(HARVARD BUSINESS REVIEW)
In theory, marketing personalization should be a win-win proposition for both companies and customers. By delivering just the right mix of communications, recommendations, and promotions — all tailored to each individual’s particular tastes — marketing technologies can result in uniquely satisfying consumer experiences.
While ham-handed attempts at personalization can give the practice a bad rap, targeting technologies are becoming more sophisticated every day. New advancements in machine learning and big data are making personalization more relevant, less intrusive, and less annoying to consumers. However, along with these developments come a hidden risk: the ability of automated systems to perpetuate harmful biases.
In new research, we studied the use of dynamic pricing and targeted discounts, in which we asked if (and how) biases might arise if the prices consumers pay are decided by an algorithm. A cautionary tale of this type of personalized marketing practice is that of the Princeton Review. In 2015, it was revealed that the test-prep company was charging customers in different ZIP codes different prices, with discrepancies between some areas reaching hundreds of dollars, despite the fact that all of its tutoring sessions took place via teleconference. In the short term, this type of dynamic pricing may have seemed like an easy win for boosting revenues. But research has consistently shown that consumers view it as inherently unfair, leading to lower trust and repurchasing intentions. What’s more, Princeton Review’s bias had a racial element: a highly publicized follow-up investigation by journalists at ProPublica demonstrated how the company’s system was, on average, systematically charging Asian families higher prices than non-Asians.
Even the largest of tech companies and algorithmic experts have found it challenging to deliver highly personalized services while avoiding discrimination. Several studies have shown that ads for high-paying job opportunities on platforms such as Facebook and Google are served disproportionately to men. And, just this year, Facebook was sued and found to be in violation of the Fair Housing Act for allowing real estate advertisers to target users by protected classes, including race, gender, age, and more.

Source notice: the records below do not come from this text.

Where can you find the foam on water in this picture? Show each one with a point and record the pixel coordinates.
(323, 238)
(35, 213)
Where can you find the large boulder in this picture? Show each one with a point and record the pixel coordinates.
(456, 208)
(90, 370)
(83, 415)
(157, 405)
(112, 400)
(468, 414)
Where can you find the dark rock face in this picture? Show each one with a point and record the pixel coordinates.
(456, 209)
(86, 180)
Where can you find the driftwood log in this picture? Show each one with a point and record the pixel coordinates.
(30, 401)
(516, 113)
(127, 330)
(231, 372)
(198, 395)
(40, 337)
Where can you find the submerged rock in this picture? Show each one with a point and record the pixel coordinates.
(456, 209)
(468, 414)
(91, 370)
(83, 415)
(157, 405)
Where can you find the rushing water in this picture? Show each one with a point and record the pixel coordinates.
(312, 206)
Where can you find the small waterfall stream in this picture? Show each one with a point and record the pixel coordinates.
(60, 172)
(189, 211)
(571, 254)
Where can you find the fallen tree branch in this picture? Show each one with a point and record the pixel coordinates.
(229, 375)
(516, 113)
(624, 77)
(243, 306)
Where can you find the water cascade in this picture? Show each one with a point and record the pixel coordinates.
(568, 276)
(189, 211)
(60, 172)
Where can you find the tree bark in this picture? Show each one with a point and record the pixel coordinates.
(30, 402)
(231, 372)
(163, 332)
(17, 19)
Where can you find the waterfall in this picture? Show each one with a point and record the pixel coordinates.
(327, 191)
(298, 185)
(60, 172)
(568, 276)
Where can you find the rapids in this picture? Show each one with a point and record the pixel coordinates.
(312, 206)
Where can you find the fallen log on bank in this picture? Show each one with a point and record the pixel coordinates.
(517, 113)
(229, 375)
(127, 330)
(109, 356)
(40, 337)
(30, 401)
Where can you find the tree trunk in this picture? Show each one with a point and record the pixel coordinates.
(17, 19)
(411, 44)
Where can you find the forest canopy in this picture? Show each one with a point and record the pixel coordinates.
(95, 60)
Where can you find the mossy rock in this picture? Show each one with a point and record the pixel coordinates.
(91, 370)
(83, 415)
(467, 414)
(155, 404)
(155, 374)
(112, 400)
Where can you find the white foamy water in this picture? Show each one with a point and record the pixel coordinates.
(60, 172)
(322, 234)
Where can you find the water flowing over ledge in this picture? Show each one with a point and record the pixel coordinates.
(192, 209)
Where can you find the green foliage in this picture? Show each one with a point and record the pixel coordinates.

What’s going on with personalization algorithms and why are they so difficult to wrangle? In today’s environment — with marketing automation software and automatic retargeting, A/B testing platforms that dynamically optimize user experiences over time, and ad platforms that automatically select audience segments — more important business decisions are being made automatically without human oversight. And while the data that marketers use to segment their customers are not inherently demographic, these variables are often correlated with social characteristics.
To understand how this works, suppose your company wants to use historical data to train an algorithm to identify customers who are most receptive to price discounts. If the customer profiles you feed into the algorithm contain attributes that correlate with demographic characteristics, the algorithm is highly likely to end up making different recommendations for different groups. Consider, for example, how often cities and neighborhoods are divided by ethnic and social classes and how often a user’s browsing data may be correlated with their geographic location (e.g., through their IP address or search history). What if users in white neighborhoods responded strongest to your marketing efforts in the last quarter? Or perhaps users in high-income areas were most sensitive to price discounts. (This is known to happen in some circumstances not because high-income customers can’t afford full prices but because they shop more frequently online and know to wait for price drops.) An algorithm trained on such historical data would — even without knowing the race or income of customers — learn to offer more discounts to the white, affluent ones.
To investigate this phenomenon, we looked at dozens of large-scale e-commerce pricing experiments to analyze how people around the United States responded to different price promotions. By using a customer’s IP address as an approximation of their location, we were able to match each user to a US Census tract and use public data to get an idea of the average income in their area. Analyzing the results of millions of website visits, we confirmed that, as in the hypothetical example above, people in wealthy areas responded more strongly to e-commerce discounts than those in poorer ones and, since dynamic pricing algorithms are designed to offer deals to users most likely to respond them, marketing campaigns would probably systematically offer lower prices to higher income individuals going forward.
What can your company can do to minimize these socially undesirable outcomes? One possibility for algorithmic risk-mitigation is formal oversight for your company’s internal systems. Such “AI audits” are likely to be complicated processes, involving assessments of accuracy, fairness, interpretability, and robustness of all consequential algorithmic decisions at your organization.
While this sounds costly in the short term, it may turn out to be beneficial for many companies in the long term. Because “fairness” and “bias” are difficult to universally define, getting into the habit of having more than one set of eyes looking for algorithmic inequities in your systems increases the chances you catch rogue code before it ships. Given the social, technical, and legal complexities associated with algorithmic fairness, it will likely become routine to have a team of trained internal or outside experts try to find blind spots and vulnerabilities in any business processes that rely on automated decision making.
As advancements in machine learning continue to shape our economy and concerns about wealth inequality and social justice increase, corporate leaders must be aware of the ways in which automated decisions can cause harm to both their customers and their organizations. It is more important than ever to consider how your automated marketing campaigns might discriminate against social and ethnic groups. Managers who anticipate these risks and act accordingly will be those who set their companies up for long-term success.